The Toronto International Film Festival has announced its inaugural TV slate, an eclectic lineup that will include premieres of Hulu’s new comedy series “Casual” and NBC’s genre reprise “Heroes Reborn.”
Known as Primetime, the section will show one or more episodes from a half-dozen shows. All of them are new series; most of them are world premieres.
Highlighting the list is “Casual,” which was created by Zander Lehmann and saw its first episode directed by Jason Reitman. The show examines an Internet entrepreneur and a newly divorced sister living under the same roof and will debut Oct. 7.
Meanwhile, NBC’s September big bet, “Heroes Reborn,” will also make its debut at the fest. The limited series has creator Tim Kring returning to the world of ordinary people with special powers, this time with Hiro, the Haitian and the rest of the crew dealing with the aftermath of a terrorist attack in Texas. The festival premiere will lead in to the series debut on the network later in the month.
The Primetime list also includes foreign programs such as Icelandic small-town mystery series “Trapped” from “Everest” director Baltasar Kormakur; the Argentine eco-thriller “Cromo"; and the French reincarnation drama “The Returned,” based on Robin Campillo’s 2004 film “Les Revenants.”
And “Keith Richards: Under the Influence,” from “20 Feet From Stardom” director Morgan Neville will make its world premiere north of the border before premiering on Netflix.
“We wanted to do something that speaks to what’s going on with the world of entertainment,” said artistic director Cameron Bailey in an interview, underscoring the platforms where the works would eventually be showcased. “It’s a lineup that demonstrates not just the range of where these shows are coming from but the many different ways of making television.”

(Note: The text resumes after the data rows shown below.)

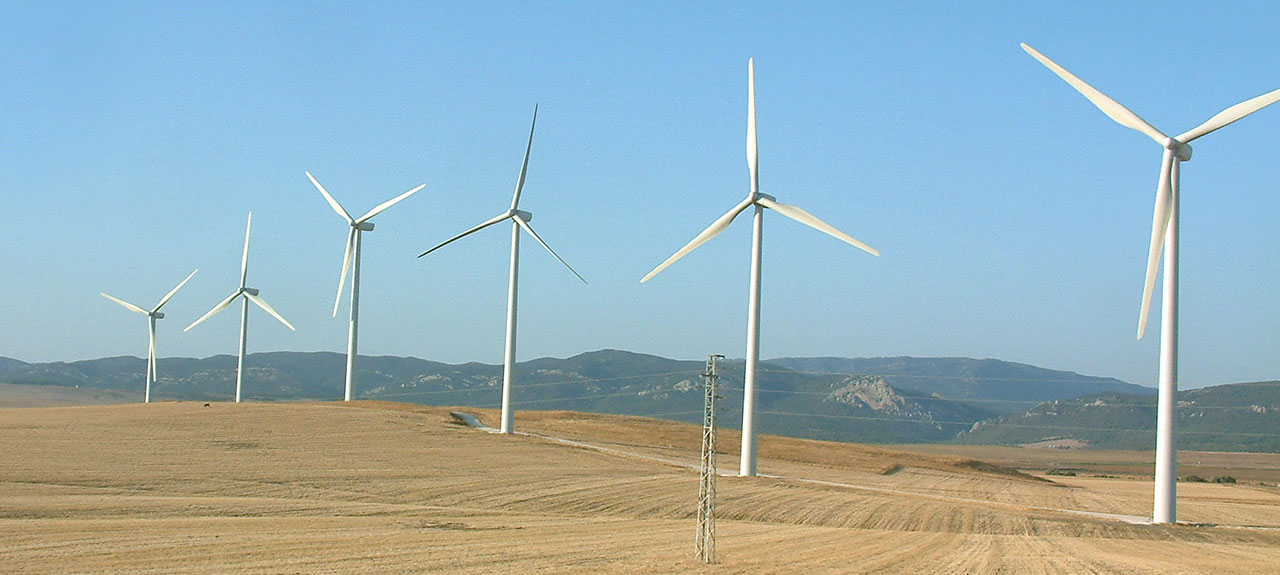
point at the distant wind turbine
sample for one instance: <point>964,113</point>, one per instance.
<point>519,220</point>
<point>1164,237</point>
<point>151,320</point>
<point>351,260</point>
<point>250,295</point>
<point>753,315</point>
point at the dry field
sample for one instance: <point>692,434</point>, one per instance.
<point>315,488</point>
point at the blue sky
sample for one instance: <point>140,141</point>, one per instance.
<point>1013,215</point>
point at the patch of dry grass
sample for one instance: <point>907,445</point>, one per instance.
<point>375,487</point>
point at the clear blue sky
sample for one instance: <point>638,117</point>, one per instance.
<point>1011,214</point>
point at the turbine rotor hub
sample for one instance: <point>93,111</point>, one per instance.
<point>1182,150</point>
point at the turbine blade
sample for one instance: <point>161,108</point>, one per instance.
<point>387,204</point>
<point>269,310</point>
<point>245,258</point>
<point>328,197</point>
<point>530,229</point>
<point>127,305</point>
<point>752,151</point>
<point>712,231</point>
<point>1230,115</point>
<point>220,306</point>
<point>346,265</point>
<point>1109,106</point>
<point>485,224</point>
<point>169,296</point>
<point>1159,224</point>
<point>813,222</point>
<point>520,183</point>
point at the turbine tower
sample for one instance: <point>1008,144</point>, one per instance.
<point>151,320</point>
<point>759,201</point>
<point>1164,238</point>
<point>351,260</point>
<point>519,220</point>
<point>250,295</point>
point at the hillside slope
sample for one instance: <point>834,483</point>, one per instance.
<point>999,386</point>
<point>1242,416</point>
<point>266,488</point>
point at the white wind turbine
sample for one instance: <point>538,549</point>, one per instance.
<point>250,295</point>
<point>151,320</point>
<point>1164,237</point>
<point>351,260</point>
<point>753,315</point>
<point>519,220</point>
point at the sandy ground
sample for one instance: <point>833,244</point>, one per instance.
<point>261,488</point>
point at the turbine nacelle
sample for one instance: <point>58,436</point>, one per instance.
<point>1182,150</point>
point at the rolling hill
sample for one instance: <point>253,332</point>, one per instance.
<point>1240,416</point>
<point>828,405</point>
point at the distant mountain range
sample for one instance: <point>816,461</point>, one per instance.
<point>885,400</point>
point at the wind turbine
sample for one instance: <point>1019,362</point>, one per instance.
<point>351,260</point>
<point>519,220</point>
<point>151,320</point>
<point>1164,237</point>
<point>759,201</point>
<point>250,295</point>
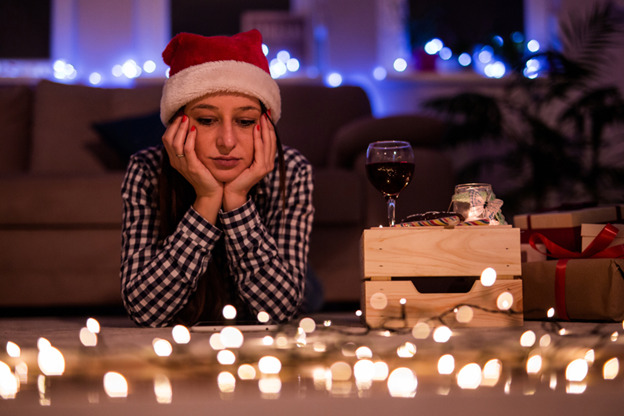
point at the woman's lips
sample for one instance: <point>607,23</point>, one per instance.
<point>225,162</point>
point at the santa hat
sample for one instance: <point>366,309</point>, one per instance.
<point>201,65</point>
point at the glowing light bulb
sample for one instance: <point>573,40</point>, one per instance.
<point>378,301</point>
<point>504,301</point>
<point>381,371</point>
<point>406,350</point>
<point>364,370</point>
<point>402,382</point>
<point>162,389</point>
<point>263,317</point>
<point>181,334</point>
<point>577,370</point>
<point>270,386</point>
<point>469,377</point>
<point>115,385</point>
<point>51,361</point>
<point>231,337</point>
<point>534,364</point>
<point>421,330</point>
<point>492,371</point>
<point>340,371</point>
<point>229,312</point>
<point>528,339</point>
<point>611,369</point>
<point>363,352</point>
<point>13,350</point>
<point>226,357</point>
<point>446,364</point>
<point>246,372</point>
<point>488,276</point>
<point>162,347</point>
<point>307,325</point>
<point>87,338</point>
<point>464,314</point>
<point>269,365</point>
<point>399,65</point>
<point>442,334</point>
<point>9,383</point>
<point>226,382</point>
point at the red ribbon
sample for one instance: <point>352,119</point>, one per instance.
<point>597,249</point>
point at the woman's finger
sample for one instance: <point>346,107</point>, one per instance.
<point>179,138</point>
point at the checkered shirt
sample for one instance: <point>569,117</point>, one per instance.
<point>266,246</point>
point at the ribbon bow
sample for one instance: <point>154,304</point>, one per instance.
<point>597,249</point>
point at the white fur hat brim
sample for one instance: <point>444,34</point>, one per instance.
<point>219,76</point>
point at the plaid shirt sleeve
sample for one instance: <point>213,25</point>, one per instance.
<point>158,278</point>
<point>267,253</point>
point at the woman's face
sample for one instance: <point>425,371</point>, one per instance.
<point>225,124</point>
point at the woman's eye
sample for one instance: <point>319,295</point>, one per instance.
<point>247,122</point>
<point>205,121</point>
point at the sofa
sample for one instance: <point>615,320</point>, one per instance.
<point>63,149</point>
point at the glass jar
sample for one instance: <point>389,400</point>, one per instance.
<point>470,200</point>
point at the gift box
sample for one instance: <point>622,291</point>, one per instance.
<point>564,227</point>
<point>590,231</point>
<point>586,290</point>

Bailey said that fan-favorite returning series might be in the cards down the road; it was timing, he noted, that made all of this year’s shows new ones. Basic and premium cable were also a priority, he said; FX was among the networks he and his team met with this year.
As the worlds of film and TV have become more cross-pollinated, festivals have begun experimenting with TV. Sundance this year premiered HBO docuseries “The Jinx” and the independent Duplass Bros.-produced comedy “Animals.” Still, they must overcome a basic problem: Festivals rarely have the bandwidth to show more than a few episodes, which means the debuts amount to more of a tease than they do the self-contained experience of most festival screenings.

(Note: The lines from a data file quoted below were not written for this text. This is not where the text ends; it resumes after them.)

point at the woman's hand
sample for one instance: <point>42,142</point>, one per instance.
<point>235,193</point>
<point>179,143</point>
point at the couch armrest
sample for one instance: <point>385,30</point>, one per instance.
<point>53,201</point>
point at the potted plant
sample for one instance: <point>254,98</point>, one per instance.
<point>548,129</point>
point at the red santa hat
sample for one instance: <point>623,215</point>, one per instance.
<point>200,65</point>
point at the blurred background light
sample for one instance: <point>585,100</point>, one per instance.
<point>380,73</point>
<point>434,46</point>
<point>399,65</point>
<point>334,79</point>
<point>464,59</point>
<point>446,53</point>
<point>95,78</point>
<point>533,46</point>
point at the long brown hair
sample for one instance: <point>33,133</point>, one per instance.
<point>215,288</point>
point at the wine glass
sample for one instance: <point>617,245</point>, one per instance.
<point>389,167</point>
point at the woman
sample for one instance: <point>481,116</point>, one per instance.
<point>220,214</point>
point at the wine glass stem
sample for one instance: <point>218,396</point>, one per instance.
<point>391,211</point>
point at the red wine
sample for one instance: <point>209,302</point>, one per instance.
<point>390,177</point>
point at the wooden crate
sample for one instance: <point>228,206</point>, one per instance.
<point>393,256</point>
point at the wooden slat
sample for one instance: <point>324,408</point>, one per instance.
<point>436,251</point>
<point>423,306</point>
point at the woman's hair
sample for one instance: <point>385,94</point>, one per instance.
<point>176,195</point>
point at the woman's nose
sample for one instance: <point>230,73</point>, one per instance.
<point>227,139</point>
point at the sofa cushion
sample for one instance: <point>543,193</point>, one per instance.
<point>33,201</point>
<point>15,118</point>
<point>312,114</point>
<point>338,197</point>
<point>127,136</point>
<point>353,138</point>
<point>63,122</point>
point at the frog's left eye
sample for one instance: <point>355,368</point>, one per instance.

Networks have said they’re open to festival screenings, particularly for new shows, which could greatly benefit from the added fan and media exposure.
Also Thursday, Toronto announced that it was breaking out 12 new international films in a section called Platform. The movies were likely to have been at the festival anyway but will be given a higher profile as part of the new section. Among this year’s selections are world premieres for Ben Wheatley’s apartment-house drama “High-Rise,” the Dutch-Croatian drone tale “Full Contact” from David Verbeek, and the WWII story “Under the Mine” from Martin Zandvliet.
“We were looking for the kind of thing that’s about the original vision of the filmmaker, without concern for red carpet names or anything like that,” Bailey said. “It was just about the quality of filmmaking really being high.”